How a man from Kerry ended up running a B&B in rural Italy

Working Abroad Q&A: 'I didn't want to wake up at 65 and think is this all you have done with your life?'

Patrick Houlihan, originally from Tralee, Co Kerry, now lives in Cupramontana, Le Marche, Italy, where he runs a B&B. 

When did you leave Ireland, and why?

I joined AIB directly from school in 1979 and worked at branches in Co Cork until early 1988. Then, I moved to London with AIB and worked in various branches until my resignation from the bank in 2004.

How did a man from Kerry end up running a B&B in Italy?

I met my Italian partner, Enzo, in London in 1996. Around 2000, we both became disillusioned with life in London - we had good jobs with decent salaries, two flats, six weeks holiday a year, but we were not happy. Life consisted of getting up at 6am, travelling to work, working all day and returning home late each evening. Also, I didn't want to wake up at 65 years of age and think "Is this all you have done with your life" (ie work for AIB for 45 years), retire and see out my days in regret.

So we started planning to move to Italy. We initially had the idea of running an English school before settling on buying a property and running a B&B (at least we would then own a house). We explored Tuscany and Umbria, but found that we could not afford property there. At that time Le Marche, on the Adriatic coast, was being spoken of as “the next Tuscany”, so we visited in late 2003, saw lots of properties, fell in love with Mulino Barchio and decided to buy it and move to Italy in 2004.

I have to admit that the whole thing was a little crazy and the quick decision reflected our desire to escape the rat race as soon as possible. Our friends and family thought we were “very brave” (what they meant was totally crazy) and none of them had ever heard of Le Marche. Tuscany, Umbria, Amalfi coast and the lakes, yes. Le Marche, no. Also, the house needed to be completely restored.  The structure was sound, but we had never before restored anything, certainly not a 200-year-old former water mill. And as for running a B&B, our friends thought it would be like Fawlty Towers, only less well managed by less friendly hosts.

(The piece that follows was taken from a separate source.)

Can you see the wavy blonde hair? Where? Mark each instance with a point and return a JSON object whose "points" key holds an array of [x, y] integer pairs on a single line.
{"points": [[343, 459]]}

Anyway, on July 5th, 2004 we flew from Heathrow, accompanied by Garp (our beloved cat, RIP) to start our new life in Italy. The restoration started in August and was completed the following March. We moved in and started the business in the summer of 2005 with four en-suite double bedrooms.

Would you restore another property in Italy?

Perhaps, but not in six months as a normal timescale would be about two years. Luckily we were here to supervise, particularly the budget, as costs can often exceed initial estimates, especially with an old building.

What does your day-to-day work running your B&B involve?

One of the main reasons for moving to Italy was to enjoy life in a beautiful country while earning enough money to be able to sustain that life. So we do not open the whole year round and close for the winter months. We do everything ourselves from cleaning the rooms and bathrooms, doing laundry and ironing, making breakfast and looking after the sizeable garden and grounds. There is also a vineyard of about one hectare and 8 hectares (20 acres) of farmland, both are rented out to a winemaker and farmer respectively.

There is no such thing as a typical day as every guest and every day is different. We serve a continental breakfast and we make our own breads, scones (Italians love my scones), cakes, marmalades and jams. The majority of our guests are Italian (about 50 per cent) and the rest are from Europe (Dutch, Belgian, German, English - and even a few Irish), the US, Canada and Australia. Repeat business and recommendations would account for about 40 per cent of bookings. Word of mouth is the best advertising there is.

What is it like living in Cupramontana?

The Le Marche region is known as “Italy in one region” in that it has mountains, rolling hills, beautiful hilltop towns and the sea - the Adriatic coast is stunning. It is as beautiful as Tuscany, much less touristy, with costs a fraction of its neighbour. Cupramontana is a typical hilltop town of about 5,000 people.

Italians love Ireland and the Irish. They cannot understand how anyone would leave Ireland. I mention two words in particular - the weather!

Farming and, in particular, winemaking are the main industries. The local famous white wine is Verdicchio, with excellent reds such as Rosso Conero and Lacrima di Moro d’Alba produced near the coast. Life is at a slower pace and the tourists who come here love it as it is less crowded than other places. And yet, Rome is three hours away, Assisi one hour, and Venice and Milan four to five hours by rail or car.

Italians love Ireland and the Irish. They cannot understand how anyone would leave Ireland. I mention two words in particular - the weather.

What are the costs like compared to Ireland?

The cost of living here is about one-third of that in Ireland (or so my brother tells me when he visits from Dublin). Then again, salaries are much lower here. A pizza is from €5, a litre of decent table wine from € 1.60, a bottle from €6. One can eat well from €20 a head.

Is there anything you miss about living and working in Ireland?

My mother loved it here and used to visit here regularly, but she passed away three years ago so there is little in Kerry for me. I do still miss a lovely pint of Guinness with friends in Jess McCarthy’s pub in Tralee on a cold evening with the fire on in the grate.